9788804637097 Non servono troppe parole o troppi tratti per fare una buona storia, di quelle che lasciano a fine lettura il silenzio buono del “nulla da aggiungere”; di quelle che ti porti dentro, cucite addosso; di quelle che hai voglia di far leggere e far leggere ancora. In questo caso, la giusta misura è concisa, quasi che l’economia di parole e segni riuscisse a disegnare l’esatta quantità che porta prossimi alla perfezione.

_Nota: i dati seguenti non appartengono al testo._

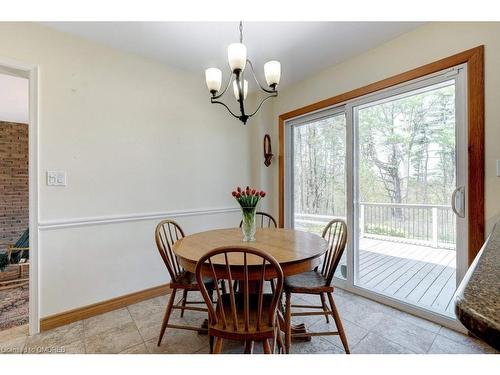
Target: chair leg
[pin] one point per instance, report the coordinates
(218, 345)
(338, 323)
(167, 315)
(325, 308)
(266, 347)
(184, 300)
(288, 322)
(211, 341)
(281, 348)
(248, 347)
(223, 286)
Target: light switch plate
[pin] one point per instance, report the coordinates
(56, 178)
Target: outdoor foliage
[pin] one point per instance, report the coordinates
(406, 156)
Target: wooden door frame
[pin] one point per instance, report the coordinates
(474, 58)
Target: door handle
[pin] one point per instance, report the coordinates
(459, 212)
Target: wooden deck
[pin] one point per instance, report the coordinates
(419, 275)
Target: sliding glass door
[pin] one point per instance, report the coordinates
(318, 172)
(393, 165)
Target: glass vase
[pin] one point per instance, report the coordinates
(248, 223)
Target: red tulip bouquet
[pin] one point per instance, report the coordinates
(248, 200)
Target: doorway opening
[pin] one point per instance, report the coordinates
(14, 202)
(393, 165)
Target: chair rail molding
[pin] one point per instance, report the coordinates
(116, 219)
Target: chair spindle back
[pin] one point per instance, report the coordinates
(335, 233)
(233, 322)
(166, 234)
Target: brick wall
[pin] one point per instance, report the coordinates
(13, 181)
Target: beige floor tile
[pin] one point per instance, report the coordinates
(114, 340)
(137, 349)
(56, 337)
(13, 345)
(318, 345)
(142, 310)
(406, 334)
(361, 314)
(14, 333)
(415, 320)
(375, 344)
(77, 347)
(353, 332)
(466, 340)
(104, 322)
(178, 341)
(443, 345)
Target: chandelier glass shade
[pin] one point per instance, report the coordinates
(238, 62)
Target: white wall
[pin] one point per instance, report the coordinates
(134, 137)
(425, 44)
(14, 99)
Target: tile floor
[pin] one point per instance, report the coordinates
(370, 327)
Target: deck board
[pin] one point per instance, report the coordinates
(416, 274)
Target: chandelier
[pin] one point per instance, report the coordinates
(237, 58)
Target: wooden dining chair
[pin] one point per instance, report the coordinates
(263, 220)
(318, 282)
(166, 234)
(250, 315)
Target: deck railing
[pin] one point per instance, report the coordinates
(424, 224)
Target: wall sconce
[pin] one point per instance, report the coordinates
(268, 154)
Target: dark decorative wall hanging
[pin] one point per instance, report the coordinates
(268, 154)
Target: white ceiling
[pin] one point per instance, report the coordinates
(14, 99)
(303, 48)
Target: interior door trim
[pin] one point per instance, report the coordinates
(474, 58)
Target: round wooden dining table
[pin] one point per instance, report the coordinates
(295, 251)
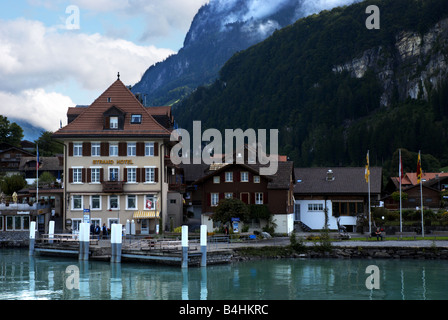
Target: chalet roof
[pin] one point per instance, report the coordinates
(280, 180)
(89, 121)
(347, 180)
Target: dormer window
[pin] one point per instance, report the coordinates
(136, 118)
(113, 122)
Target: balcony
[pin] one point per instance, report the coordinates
(113, 186)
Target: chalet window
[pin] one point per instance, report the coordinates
(77, 175)
(95, 175)
(96, 149)
(95, 202)
(214, 199)
(136, 118)
(132, 175)
(149, 149)
(259, 198)
(315, 207)
(77, 203)
(114, 203)
(77, 149)
(131, 202)
(113, 149)
(132, 149)
(113, 124)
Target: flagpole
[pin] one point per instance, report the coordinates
(421, 192)
(400, 174)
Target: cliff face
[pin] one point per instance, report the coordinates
(411, 68)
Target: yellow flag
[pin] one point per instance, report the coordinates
(367, 172)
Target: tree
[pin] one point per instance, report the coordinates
(231, 208)
(11, 184)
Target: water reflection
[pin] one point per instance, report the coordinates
(24, 277)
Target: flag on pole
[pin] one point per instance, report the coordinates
(367, 171)
(419, 169)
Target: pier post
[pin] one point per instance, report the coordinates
(51, 231)
(116, 243)
(84, 241)
(32, 236)
(203, 245)
(184, 246)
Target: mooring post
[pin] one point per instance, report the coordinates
(116, 242)
(32, 236)
(204, 245)
(51, 232)
(184, 246)
(84, 240)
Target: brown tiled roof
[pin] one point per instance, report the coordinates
(90, 122)
(347, 180)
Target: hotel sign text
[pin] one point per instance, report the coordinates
(112, 162)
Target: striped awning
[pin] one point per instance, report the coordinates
(150, 214)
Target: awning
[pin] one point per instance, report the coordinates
(150, 214)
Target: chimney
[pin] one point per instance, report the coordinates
(330, 175)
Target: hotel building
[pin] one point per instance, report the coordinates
(115, 168)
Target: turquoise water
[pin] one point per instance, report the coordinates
(33, 278)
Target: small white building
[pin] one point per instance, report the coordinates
(341, 192)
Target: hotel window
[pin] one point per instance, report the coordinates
(113, 122)
(315, 207)
(95, 175)
(96, 149)
(132, 175)
(77, 203)
(77, 175)
(113, 174)
(131, 202)
(113, 149)
(150, 175)
(259, 198)
(149, 149)
(132, 149)
(150, 202)
(77, 149)
(95, 202)
(136, 118)
(214, 197)
(114, 203)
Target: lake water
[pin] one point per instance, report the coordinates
(33, 278)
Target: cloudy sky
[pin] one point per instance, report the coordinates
(51, 58)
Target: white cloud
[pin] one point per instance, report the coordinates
(39, 108)
(34, 60)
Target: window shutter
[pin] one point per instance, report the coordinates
(104, 149)
(122, 152)
(86, 149)
(140, 149)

Non c’è nulla di troppo nel racconto come non c’è nulla di troppo nella vita dei protagonisti, Juan e Anarina. Anzi, il racconto parallelo del loro diventare grandi è una sottrazione che procede per generazioni: i nonni di Juan allevavano mucche, facevano burro e formaggio, ma la siccità, i governi e i ladri di bestiame segnarono il loro impoverimento, diventarono dipendenti di altri e braccianti e i genitori di Juan, senza un lavoro, vendettero tutto e andarono in città con il loro bambino. Nella stessa grande città arrivò Anarina insieme alla madre: i suoi nonni filavano in proprio, poi finirono operai in una tessitura, il padre morì e loro due partirono. I bambini si ritrovarono a Villa Cartón, insieme ad altri come loro, a raccogliere cartoni, impilarli sui carretti, e ad allenare gli occhi a scoprire piccoli tesori da tenere per sé, fino a trovare ciascuno una scatola in cui custodire i tesori che parlano della propria famiglia, della propria storia. E gli occhi allenati scoprirono l’altro, la morbidezza dei suoi capelli, il colore dei suoi occhi, la fermezza delle mani, il colore preferito. Crescendo impararono a lottare, a rivendicare diritti, a difendersi, a cantare come i loro nonni, a cullare il buio della prigione lui, a cullare il silenzio dell’attesa lei. Per tornare insieme a Nord, più poveri dei loro genitori quando diventarono poveri, recuperando i mestieri dei loro nonni, ricchi del loro essere insieme, della loro storia, del vento, dell’aria, del cielo.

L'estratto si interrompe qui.